Establishes default campaign contributions limits of $4700 for local city and county elections
Contact: Susan Kennedy
916-319-2022 (W) 925-437-2510 (C)
Sacramento – Until today, California was one of the very few states to have state campaign contribution limits, but no state required local limits. That changed when Governor Newsom signed AB 571, by Assembly Speaker pro Tem Kevin Mullin.
“AB 571 is focused, flexible legislation that establishes default campaign contribution limits of $4700.00 for cities and counties that have not adopted their own limits,” Speaker pro Tem Mullin stated. “This is the same individual contribution limit we are bound by in the State Assembly and Senate.”
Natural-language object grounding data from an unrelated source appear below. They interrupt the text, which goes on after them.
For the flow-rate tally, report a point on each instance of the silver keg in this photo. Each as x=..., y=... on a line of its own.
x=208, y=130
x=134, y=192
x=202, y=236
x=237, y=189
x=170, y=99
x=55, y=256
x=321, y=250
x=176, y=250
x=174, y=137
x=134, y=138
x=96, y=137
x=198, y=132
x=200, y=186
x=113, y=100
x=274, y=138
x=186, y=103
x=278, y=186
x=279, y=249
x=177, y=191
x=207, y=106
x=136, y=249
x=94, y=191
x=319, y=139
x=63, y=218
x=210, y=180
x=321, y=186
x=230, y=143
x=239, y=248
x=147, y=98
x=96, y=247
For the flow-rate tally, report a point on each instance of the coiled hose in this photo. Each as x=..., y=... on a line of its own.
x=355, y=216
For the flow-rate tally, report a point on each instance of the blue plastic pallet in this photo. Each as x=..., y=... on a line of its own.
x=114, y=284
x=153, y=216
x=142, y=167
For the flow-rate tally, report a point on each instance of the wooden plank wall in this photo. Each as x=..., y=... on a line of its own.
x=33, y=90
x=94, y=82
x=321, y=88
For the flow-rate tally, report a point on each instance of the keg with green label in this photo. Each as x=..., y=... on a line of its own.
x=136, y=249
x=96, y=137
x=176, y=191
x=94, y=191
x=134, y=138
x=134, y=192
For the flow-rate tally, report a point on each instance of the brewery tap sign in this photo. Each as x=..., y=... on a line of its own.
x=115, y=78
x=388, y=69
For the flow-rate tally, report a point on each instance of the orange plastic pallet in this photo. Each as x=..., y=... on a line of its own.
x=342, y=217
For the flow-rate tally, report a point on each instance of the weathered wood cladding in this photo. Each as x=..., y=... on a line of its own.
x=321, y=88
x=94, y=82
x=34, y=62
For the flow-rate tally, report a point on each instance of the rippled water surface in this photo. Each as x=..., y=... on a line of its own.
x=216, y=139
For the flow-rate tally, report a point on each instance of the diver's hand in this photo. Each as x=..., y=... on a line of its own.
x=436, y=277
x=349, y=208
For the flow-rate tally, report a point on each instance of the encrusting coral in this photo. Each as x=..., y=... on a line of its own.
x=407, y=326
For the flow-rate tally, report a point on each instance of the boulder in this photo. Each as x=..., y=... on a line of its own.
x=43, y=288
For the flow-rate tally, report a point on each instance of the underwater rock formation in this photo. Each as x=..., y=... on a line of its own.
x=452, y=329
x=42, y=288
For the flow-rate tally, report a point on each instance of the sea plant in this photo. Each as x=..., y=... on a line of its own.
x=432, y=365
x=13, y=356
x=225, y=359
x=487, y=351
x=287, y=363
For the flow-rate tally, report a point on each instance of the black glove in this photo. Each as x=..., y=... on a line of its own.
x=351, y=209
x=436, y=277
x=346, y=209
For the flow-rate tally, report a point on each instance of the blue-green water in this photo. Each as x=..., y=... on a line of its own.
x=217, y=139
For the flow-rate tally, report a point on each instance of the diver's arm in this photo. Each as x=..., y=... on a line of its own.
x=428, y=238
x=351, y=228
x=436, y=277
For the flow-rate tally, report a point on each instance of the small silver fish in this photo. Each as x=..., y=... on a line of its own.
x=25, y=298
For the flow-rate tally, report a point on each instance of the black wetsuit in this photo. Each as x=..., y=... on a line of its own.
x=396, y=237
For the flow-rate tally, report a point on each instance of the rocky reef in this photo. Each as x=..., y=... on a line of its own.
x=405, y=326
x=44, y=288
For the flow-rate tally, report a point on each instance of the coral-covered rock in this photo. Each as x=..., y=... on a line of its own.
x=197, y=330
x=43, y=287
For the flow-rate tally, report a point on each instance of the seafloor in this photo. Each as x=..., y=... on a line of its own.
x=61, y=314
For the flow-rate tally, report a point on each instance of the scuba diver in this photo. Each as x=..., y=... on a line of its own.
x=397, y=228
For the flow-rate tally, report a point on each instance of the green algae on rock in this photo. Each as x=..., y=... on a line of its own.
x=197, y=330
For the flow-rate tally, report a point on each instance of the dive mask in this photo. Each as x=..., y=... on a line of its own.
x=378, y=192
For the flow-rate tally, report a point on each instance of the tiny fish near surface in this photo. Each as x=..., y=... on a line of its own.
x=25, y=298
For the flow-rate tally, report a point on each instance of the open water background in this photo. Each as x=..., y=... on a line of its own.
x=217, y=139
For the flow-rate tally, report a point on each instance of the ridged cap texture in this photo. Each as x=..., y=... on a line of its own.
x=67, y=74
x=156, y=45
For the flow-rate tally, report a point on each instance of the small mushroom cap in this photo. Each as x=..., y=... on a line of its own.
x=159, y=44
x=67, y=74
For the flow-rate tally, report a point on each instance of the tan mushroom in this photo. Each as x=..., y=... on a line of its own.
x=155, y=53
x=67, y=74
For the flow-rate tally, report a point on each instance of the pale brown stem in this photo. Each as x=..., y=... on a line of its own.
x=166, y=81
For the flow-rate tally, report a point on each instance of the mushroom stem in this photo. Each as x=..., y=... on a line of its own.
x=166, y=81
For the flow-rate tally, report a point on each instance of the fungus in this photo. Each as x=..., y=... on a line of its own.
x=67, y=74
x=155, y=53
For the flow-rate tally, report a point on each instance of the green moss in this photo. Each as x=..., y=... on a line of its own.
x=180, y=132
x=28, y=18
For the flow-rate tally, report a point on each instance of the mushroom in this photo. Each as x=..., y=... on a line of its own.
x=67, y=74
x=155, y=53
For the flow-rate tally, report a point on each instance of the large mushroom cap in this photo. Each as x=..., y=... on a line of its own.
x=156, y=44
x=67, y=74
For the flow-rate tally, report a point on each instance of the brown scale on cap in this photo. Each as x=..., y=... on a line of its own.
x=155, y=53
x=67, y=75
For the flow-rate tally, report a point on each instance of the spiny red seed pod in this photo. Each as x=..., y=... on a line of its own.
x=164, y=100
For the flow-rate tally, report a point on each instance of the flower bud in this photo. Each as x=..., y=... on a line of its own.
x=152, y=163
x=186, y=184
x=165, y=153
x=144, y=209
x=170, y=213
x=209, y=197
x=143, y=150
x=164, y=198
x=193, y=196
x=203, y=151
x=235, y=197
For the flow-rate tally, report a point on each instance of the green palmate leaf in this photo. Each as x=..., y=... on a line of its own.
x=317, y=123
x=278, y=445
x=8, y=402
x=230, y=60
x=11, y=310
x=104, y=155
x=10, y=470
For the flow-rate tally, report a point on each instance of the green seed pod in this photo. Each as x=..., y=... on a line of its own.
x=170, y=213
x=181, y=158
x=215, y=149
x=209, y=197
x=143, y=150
While state law established contribution limits for candidates running for state office, there were no contribution limits in place for candidates running for local office in 78 percent of the cities and 72 percent of the counties in California. Without a local government adopting its own campaign contribution limits, literally any amount could be contributed directly to a candidate running for local office. Jurisdictions adopting their own contribution limits, whether higher or lower, would not be subject to the default limit.
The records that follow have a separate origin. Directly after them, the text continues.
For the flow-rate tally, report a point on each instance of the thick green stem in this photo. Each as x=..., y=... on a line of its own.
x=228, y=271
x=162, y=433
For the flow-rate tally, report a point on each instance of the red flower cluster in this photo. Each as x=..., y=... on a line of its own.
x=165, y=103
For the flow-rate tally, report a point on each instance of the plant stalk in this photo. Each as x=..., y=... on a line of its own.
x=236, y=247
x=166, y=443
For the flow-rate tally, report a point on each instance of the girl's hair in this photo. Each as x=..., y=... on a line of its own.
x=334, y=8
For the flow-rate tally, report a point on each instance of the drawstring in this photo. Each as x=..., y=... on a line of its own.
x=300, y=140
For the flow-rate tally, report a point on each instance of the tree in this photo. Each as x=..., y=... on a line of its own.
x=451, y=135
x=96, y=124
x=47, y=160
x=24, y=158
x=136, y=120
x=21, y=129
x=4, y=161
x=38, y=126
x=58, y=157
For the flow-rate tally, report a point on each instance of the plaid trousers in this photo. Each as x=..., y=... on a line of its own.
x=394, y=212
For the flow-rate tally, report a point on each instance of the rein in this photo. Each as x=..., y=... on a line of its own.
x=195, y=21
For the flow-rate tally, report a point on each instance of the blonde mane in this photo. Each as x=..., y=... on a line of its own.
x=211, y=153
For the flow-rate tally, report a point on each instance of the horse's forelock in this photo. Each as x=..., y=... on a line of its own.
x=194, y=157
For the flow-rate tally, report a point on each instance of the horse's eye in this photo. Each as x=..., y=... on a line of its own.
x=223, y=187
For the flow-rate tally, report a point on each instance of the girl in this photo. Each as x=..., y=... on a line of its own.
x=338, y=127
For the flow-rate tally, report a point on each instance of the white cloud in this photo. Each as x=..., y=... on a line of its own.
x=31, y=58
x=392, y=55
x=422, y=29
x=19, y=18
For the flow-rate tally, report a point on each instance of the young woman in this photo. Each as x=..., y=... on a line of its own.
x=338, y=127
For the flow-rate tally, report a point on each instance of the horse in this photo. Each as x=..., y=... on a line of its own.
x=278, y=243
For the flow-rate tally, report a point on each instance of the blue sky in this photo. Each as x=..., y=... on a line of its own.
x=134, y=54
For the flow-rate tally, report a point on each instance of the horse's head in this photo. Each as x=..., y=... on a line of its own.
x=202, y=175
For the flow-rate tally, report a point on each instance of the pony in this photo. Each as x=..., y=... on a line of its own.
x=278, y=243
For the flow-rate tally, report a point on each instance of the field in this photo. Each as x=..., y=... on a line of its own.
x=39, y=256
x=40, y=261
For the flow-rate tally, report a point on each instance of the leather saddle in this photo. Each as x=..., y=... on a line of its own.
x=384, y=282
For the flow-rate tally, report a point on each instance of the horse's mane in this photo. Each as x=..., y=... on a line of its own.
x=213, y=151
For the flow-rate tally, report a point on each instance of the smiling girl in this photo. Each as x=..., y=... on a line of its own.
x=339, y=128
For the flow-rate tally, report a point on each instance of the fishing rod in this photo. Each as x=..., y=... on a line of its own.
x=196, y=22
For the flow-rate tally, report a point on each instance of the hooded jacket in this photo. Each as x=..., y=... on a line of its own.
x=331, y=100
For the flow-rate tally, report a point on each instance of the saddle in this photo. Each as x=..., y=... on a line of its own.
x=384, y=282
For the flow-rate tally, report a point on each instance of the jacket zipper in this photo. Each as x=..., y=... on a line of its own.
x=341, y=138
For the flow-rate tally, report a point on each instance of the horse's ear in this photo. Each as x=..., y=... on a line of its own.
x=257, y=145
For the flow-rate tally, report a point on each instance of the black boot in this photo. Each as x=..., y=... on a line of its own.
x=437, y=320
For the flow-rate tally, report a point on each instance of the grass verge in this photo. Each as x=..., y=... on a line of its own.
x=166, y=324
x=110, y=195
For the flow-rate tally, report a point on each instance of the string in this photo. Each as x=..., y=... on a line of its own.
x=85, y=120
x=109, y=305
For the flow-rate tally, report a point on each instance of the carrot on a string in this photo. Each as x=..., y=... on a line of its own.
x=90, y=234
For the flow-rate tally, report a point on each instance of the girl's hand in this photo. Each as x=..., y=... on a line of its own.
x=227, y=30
“AB 571 will fix a big loophole in our campaign finance laws that allow wealthy special interests to give six-figure campaign contributions to city councilmembers,” said Rey Lopez-Calderon, Executive Director of California Common Cause. “Contribution limits force candidates to reach out to more of their neighbors to fund their campaigns, which promotes more representative and accountable officeholders. Candidates for local office should not be funded by just a few mega-contributions from the mega-wealthy.”
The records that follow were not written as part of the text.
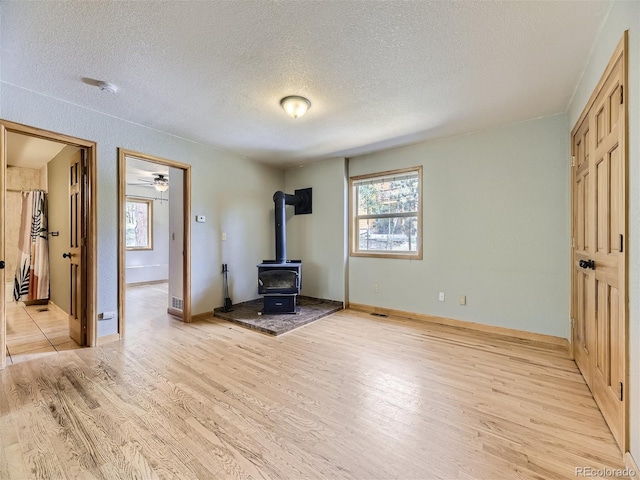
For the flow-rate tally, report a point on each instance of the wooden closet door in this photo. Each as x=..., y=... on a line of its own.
x=599, y=285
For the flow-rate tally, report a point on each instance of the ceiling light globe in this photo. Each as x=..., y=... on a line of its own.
x=295, y=105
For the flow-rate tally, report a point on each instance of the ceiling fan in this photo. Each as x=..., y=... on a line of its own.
x=160, y=182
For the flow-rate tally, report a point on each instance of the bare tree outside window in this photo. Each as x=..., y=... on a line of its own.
x=386, y=214
x=138, y=224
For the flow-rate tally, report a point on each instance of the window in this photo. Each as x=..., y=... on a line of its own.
x=138, y=223
x=386, y=214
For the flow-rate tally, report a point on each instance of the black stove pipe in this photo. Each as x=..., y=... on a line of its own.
x=281, y=200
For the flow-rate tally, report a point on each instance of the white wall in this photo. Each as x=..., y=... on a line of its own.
x=496, y=229
x=151, y=265
x=623, y=16
x=319, y=239
x=232, y=191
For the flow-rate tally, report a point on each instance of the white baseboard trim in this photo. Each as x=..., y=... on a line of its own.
x=631, y=464
x=509, y=332
x=58, y=310
x=114, y=337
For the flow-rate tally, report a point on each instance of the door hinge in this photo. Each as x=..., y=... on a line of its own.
x=621, y=391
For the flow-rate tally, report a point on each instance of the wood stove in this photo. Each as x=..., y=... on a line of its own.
x=280, y=280
x=280, y=283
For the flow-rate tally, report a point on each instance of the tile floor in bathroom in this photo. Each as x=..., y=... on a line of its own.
x=35, y=331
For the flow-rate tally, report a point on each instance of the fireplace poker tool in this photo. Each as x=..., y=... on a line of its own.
x=225, y=282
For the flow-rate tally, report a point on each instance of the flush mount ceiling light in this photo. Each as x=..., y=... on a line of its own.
x=161, y=183
x=107, y=87
x=295, y=105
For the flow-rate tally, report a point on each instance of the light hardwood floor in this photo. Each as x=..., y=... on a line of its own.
x=348, y=396
x=36, y=331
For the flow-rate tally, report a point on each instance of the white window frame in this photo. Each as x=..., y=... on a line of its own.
x=358, y=180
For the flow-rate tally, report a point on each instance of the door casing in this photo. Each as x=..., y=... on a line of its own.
x=186, y=258
x=91, y=221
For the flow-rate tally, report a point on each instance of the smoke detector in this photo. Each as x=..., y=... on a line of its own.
x=107, y=87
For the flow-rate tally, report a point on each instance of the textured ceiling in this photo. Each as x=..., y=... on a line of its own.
x=378, y=74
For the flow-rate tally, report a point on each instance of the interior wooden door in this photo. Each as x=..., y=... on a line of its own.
x=599, y=255
x=77, y=239
x=610, y=273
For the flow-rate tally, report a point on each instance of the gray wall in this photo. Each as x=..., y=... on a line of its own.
x=623, y=16
x=219, y=180
x=58, y=198
x=496, y=229
x=151, y=265
x=319, y=239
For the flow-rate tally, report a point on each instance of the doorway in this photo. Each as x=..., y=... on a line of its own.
x=154, y=247
x=46, y=324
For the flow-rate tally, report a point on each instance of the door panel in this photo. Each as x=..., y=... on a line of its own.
x=3, y=317
x=77, y=303
x=599, y=289
x=582, y=278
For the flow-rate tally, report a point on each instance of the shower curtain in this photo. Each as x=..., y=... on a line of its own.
x=32, y=273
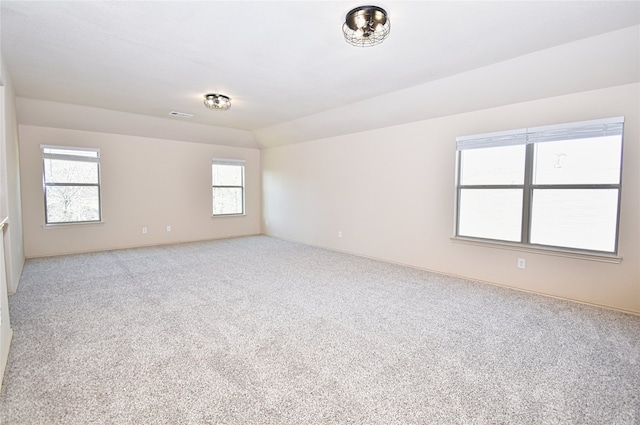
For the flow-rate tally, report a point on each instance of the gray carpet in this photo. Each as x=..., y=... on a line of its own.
x=258, y=330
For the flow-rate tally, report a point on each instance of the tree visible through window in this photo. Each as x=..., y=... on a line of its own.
x=552, y=186
x=71, y=179
x=228, y=186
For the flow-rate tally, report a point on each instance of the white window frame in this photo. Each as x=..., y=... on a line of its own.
x=233, y=162
x=530, y=137
x=93, y=156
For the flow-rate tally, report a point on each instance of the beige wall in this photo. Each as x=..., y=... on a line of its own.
x=145, y=182
x=10, y=204
x=11, y=246
x=391, y=193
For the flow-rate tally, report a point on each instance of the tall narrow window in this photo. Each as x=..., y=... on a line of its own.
x=552, y=186
x=71, y=180
x=228, y=186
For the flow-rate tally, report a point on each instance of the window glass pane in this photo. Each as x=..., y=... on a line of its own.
x=575, y=218
x=501, y=165
x=227, y=200
x=582, y=161
x=72, y=203
x=227, y=175
x=491, y=214
x=62, y=171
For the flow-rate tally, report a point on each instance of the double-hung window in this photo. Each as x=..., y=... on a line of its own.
x=71, y=182
x=555, y=186
x=228, y=186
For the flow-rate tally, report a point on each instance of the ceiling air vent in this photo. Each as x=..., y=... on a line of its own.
x=180, y=114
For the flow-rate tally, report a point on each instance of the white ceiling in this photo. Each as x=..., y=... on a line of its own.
x=281, y=62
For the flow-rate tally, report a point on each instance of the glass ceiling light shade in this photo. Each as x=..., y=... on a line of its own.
x=366, y=26
x=217, y=101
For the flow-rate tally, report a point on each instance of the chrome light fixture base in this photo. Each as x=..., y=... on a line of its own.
x=217, y=101
x=366, y=26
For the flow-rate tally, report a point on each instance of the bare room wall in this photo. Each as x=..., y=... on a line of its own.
x=390, y=192
x=11, y=205
x=146, y=182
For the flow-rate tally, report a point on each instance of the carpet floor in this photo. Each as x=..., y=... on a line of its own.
x=258, y=330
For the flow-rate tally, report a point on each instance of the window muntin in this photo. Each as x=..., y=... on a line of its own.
x=569, y=194
x=71, y=182
x=227, y=177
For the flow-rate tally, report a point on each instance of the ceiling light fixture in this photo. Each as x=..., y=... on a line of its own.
x=366, y=26
x=217, y=101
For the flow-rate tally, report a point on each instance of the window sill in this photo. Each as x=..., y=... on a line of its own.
x=556, y=252
x=77, y=223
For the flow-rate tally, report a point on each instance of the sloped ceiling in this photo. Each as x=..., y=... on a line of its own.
x=290, y=74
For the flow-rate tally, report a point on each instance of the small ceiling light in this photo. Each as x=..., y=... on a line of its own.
x=366, y=26
x=217, y=101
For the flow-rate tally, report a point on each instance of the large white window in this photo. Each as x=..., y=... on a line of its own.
x=228, y=186
x=71, y=181
x=553, y=186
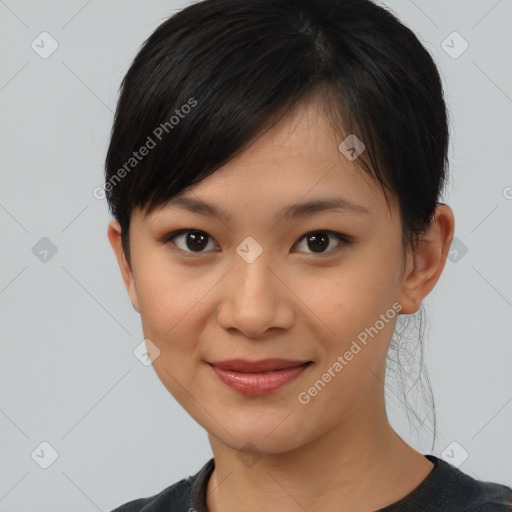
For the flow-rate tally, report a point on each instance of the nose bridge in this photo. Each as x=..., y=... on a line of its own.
x=253, y=300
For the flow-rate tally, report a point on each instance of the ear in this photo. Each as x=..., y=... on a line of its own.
x=425, y=265
x=114, y=235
“Keeping big money out of local elections is a win for representative democracy and the people of California,” said Dora Rose, Deputy Director of the League of Women Voters of California. ”Setting a reasonable contribution limit, that could be changed up or down by local voters, puts the interests of ordinary Californians ahead of the donor class.”
“As a result of AB 571, California is enacting local campaign contribution limits for the first time,” Mullin stated. “I also want to stress that AB 571 maintains complete local control and a local jurisdiction can opt out at any time by enacting their own contribution limits. I believe this is a good governance measure that will help maintain the public trust in our local elections.”